I know the work that I am trying to establish is to get people to live in just such a way where we stop thinking of each other in terms of labels based on where we are from, what job we do, how much money we have, what God(s)/religion we believe in, how we chose to live our lives, etc. But in times such as these, it makes me want to leap out of my chair and abandon what I am doing and answer the call of humanity, to help every man, woman and child in need. But that is not entirely possible in the most efficient sense so long as barriers are still up to help people when they need it most.

When you lose everything, you really understand the true nature of humanity and what really matters most. Love, compassion, relationships, friendship, using the natural resources that are around and within us to harmonize with each other. To pull together to make a difference, to make a change. When you take the desire for money, power, greed, prejudice, control of any kind out of the situation, all you are left with is love and compassion and the connection between you and the other humans in your environment, wherever that maybe, whoever they may be.
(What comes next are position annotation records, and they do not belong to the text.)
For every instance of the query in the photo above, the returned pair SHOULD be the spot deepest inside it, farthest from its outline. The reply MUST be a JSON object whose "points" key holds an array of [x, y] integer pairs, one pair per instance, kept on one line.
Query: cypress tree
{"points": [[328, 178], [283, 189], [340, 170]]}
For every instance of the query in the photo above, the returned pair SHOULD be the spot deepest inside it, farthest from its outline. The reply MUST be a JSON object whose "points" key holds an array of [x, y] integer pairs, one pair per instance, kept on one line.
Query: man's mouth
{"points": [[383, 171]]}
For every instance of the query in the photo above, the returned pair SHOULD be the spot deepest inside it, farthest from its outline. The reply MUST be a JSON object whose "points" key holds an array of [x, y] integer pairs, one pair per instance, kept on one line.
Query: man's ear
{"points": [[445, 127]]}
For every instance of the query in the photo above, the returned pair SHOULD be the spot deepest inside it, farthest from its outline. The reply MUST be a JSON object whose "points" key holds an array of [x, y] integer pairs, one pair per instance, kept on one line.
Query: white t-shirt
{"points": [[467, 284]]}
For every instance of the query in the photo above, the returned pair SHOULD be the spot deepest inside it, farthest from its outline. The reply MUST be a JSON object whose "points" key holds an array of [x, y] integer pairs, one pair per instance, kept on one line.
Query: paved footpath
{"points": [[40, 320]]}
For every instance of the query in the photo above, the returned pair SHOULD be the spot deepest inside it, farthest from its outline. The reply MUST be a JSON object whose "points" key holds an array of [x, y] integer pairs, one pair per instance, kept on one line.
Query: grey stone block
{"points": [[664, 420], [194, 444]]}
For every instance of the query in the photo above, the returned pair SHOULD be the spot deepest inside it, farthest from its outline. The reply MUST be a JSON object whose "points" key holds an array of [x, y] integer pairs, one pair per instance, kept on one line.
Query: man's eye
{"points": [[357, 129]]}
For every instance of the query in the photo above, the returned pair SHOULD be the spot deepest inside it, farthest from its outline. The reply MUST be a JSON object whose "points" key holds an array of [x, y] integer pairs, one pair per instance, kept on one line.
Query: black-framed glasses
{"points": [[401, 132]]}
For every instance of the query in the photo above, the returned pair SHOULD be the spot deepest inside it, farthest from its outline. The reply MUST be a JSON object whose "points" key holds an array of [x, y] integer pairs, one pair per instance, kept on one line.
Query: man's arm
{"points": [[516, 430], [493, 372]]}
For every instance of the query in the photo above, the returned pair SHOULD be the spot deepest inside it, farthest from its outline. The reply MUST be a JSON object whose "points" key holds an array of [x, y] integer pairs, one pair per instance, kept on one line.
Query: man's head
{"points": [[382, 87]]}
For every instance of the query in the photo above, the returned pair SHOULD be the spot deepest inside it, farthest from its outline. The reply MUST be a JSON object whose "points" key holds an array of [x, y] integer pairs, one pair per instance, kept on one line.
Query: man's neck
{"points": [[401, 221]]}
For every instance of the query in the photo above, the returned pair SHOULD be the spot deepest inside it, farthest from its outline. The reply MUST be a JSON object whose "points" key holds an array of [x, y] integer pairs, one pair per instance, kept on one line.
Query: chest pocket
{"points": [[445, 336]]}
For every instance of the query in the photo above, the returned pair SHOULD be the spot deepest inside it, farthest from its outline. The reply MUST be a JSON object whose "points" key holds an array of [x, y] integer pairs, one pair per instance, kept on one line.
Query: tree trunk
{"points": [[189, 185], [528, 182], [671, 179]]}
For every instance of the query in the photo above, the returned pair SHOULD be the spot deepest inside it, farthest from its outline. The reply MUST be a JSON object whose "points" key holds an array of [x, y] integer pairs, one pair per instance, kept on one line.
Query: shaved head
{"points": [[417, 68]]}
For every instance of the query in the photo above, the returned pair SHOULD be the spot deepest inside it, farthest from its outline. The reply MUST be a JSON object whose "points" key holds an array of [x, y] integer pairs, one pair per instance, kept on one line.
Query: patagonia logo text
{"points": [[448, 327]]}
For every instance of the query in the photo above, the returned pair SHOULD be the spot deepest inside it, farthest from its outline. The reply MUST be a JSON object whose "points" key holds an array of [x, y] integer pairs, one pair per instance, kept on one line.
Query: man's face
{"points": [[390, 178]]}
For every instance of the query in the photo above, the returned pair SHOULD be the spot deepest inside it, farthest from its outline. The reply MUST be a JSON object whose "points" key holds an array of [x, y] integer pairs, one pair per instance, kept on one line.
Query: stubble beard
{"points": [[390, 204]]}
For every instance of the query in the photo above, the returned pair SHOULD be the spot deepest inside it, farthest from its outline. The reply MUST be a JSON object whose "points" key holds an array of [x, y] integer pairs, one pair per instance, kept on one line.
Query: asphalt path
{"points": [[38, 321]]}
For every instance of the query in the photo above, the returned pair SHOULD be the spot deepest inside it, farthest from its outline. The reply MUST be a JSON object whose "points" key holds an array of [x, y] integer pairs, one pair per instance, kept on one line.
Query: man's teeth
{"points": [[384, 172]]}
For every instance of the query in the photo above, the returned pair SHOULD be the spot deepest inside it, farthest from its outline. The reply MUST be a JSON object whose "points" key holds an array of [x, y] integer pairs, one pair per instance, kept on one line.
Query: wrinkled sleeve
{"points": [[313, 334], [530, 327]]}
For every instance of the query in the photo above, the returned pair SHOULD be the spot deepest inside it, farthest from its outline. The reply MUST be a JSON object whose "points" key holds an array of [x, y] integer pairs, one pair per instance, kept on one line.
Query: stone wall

In times of disasters you hear reports of people looting and hording and beating each other to take what they have away from them so they can have it. The basic survival instinct kicks in, however it is fueled by wanting to make sure you have enough to last for as long as it will for you and your family. So you take and take and take as much as you can and then set up borders/boundaries to protect it from being taken by others. But what people don't see is that the person you took that from is doing exactly the same thing you are. They are just trying to survive and provide for those they love. Now you may have enough for all of your family for a month, but now the people you took from don't even have enough for themselves for one day. If we shared and distributed it all evenly, we would all have enough for a week, and during that week we could get together and create a plan to find more resources together.

I am just rambling at this point, and feeling horrible that I can't do anything to help, other than give blood and donate money. I can only spare maybe $5 or $10, but I have so many clothes I don't need, canned food, and a strong urge to physically travel to these areas and help in whatever way I can, but without proper training what good would I be? I will do what I am permitted to do at this time, and keep working on making that change needed for compassion to roam freely throughout the planet, to aid all of humanity, wherever that aid is needed. But right now I feel a bit useless and selfish. Sitting here working on my dissertation when I could be in Haiti helping pull people from the rubble, helping set up stations to help organize efforts and distribute goods. I feel physically sick right now that so many people are suffering and I feel like there is nothing I can offer to help. The reports are coming in that they believe at least 100,000 people have died in Haiti as a result of this devastation. Our fellow human beings are suffering right now. Please help them. Whatever you can spare, please help them.